RYBECK: It's been an honor, Mr. President.
LINCOLN: Pleasures been all mine, sir.

THE CLOCK COUNTS DOWN TO ZERO. IT'S NOW 3:12AM EASTERN TIME, DECEMBER 14TH.

HUNTINGTON: It's time, sir.
RYBECK: Confirming that the pure zero weapon is now within the remote detonation range, Mr. President.

PRESIDENT BROOKS INSERTS THE KEY.

BROOKS: GOD BLESS US.

HE TURNS THE KEY. A BEEPING SOUND COMES FROM THE BLACK NUCLEAR BRIEFCASE. PRESIDENT BROOKS LOOKS DOWN AT IT. A SCREEN PANEL READS: "ERROR. ERROR. ERROR."

BROOKS: What the hell?
RYBECK: No detonation, sir!
HUNTINGTON: I don't understand, Mr. President. The weapon should have detonated. (General Huntington picks up a secure phone)

THE ROOM BECOMES EVEN MORE TENSE. RYBECK SPINS AROUND IN HIS CHAIR AND BEGINS TYPING.

RYBECK: Oh my God.
BROOKS: What is it, Rybeck?

RYBECK CONTINUES FEVERISHLY TYPING.

BROOKS: RYBECK!? What is it?!?
RYBECK: The remote, sir! The remote detonation won't work!
BROOKS: Why the hell not!?
HUNTINGTON: Sir, we have to alert our missile silos to prepare for a minuteman launch!
BROOKS: Hold on just a minute, Huntington. Rybeck, what the hell is going on?
RYBECK: I DON'T KNOW, SIR!
BROOKS: Dammit Rybeck we have to blow this bomb, NOW!
RYBECK: The remote detonation won't work, sir!
BROOKS: Well then we have to fire our ICBMs!
HUNTINGTON: We have to do it now, Mr. President!

BROOKS AND RYBECK LOCK EYES.

RYBECK: Fire them, sir.
BROOKS: Fine. General, alert the forces, a massive missile attack at Asteroid Pandora.
HUNTINGTON: Yes, Mr. President.

GENERAL HUNTINGTON GRABS A SECURE TELEPHONE. MOLLY CALLOW-BROOKS STANDS NEARBY, AS STAN LINCOLN, DR. RYBECK AND PRESIDENT BROOKS PACE AROUND MISSION CONTROL DEEP IN THOUGHT. THEY LOOK UP AT THE CLOCK.

         
COUNTDOWN TO IMPACT
4 hours, 46 minutes, 37 seconds

BY 3:30AM EASTERN TIME, MISSILES FROM THE U.S., U.K., CHINA AND RUSSIA ARE MAKING THERE WAY TOWARDS THE ASTEROID. PRESIDENT BROOKS IS HOLDING TWO PIECES OF PAPER.

RYBECK: What are you holding there, Mr. President?
BROOKS: Speeches. One says we're going to be alright, the other is...
RYBECK: I see.
BROOKS: General, what's the status?
HUNTINGTON: The missiles are three minutes away, sir.

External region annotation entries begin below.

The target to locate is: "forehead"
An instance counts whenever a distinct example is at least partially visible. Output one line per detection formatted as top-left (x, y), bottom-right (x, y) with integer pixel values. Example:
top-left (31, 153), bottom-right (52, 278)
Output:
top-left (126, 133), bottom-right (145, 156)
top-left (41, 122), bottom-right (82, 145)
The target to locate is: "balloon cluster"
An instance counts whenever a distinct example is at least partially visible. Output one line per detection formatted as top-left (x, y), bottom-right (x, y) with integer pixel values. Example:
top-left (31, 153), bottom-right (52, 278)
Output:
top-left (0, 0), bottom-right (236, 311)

PRESIDENT BROOKS AND FIRST LADY MOLLY-CALLOW BROOKS GLANCE AT EACH OTHER. THE SITUATION HAS NEVER BEEN SO TENSE. GENERAL HUNTINGTON HOLDS A SECURE PHONE LINE, AWAITING CONFIRMATION.

BROOKS: How far out, General?
HUNTINGTON: The Russian ICBMs are thirty seconds away, sir.
BROOKS: Rybeck, I want confirmation when the asteroid is destroyed.
RYBECK: Yes, sir.
HUNTINGTON: We have detonation, Mr. President!
BROOKS: Rybeck, get me status!
HUNTINGTON: All Russian ICBMs are detonating, sir....now the American missiles....
BROOKS: Let's pray this worked.
HUNTINGTON: Great Britain and China warheads have reached the target as well, Mr. President!
BROOKS: Okay Rybeck, I need confirmation.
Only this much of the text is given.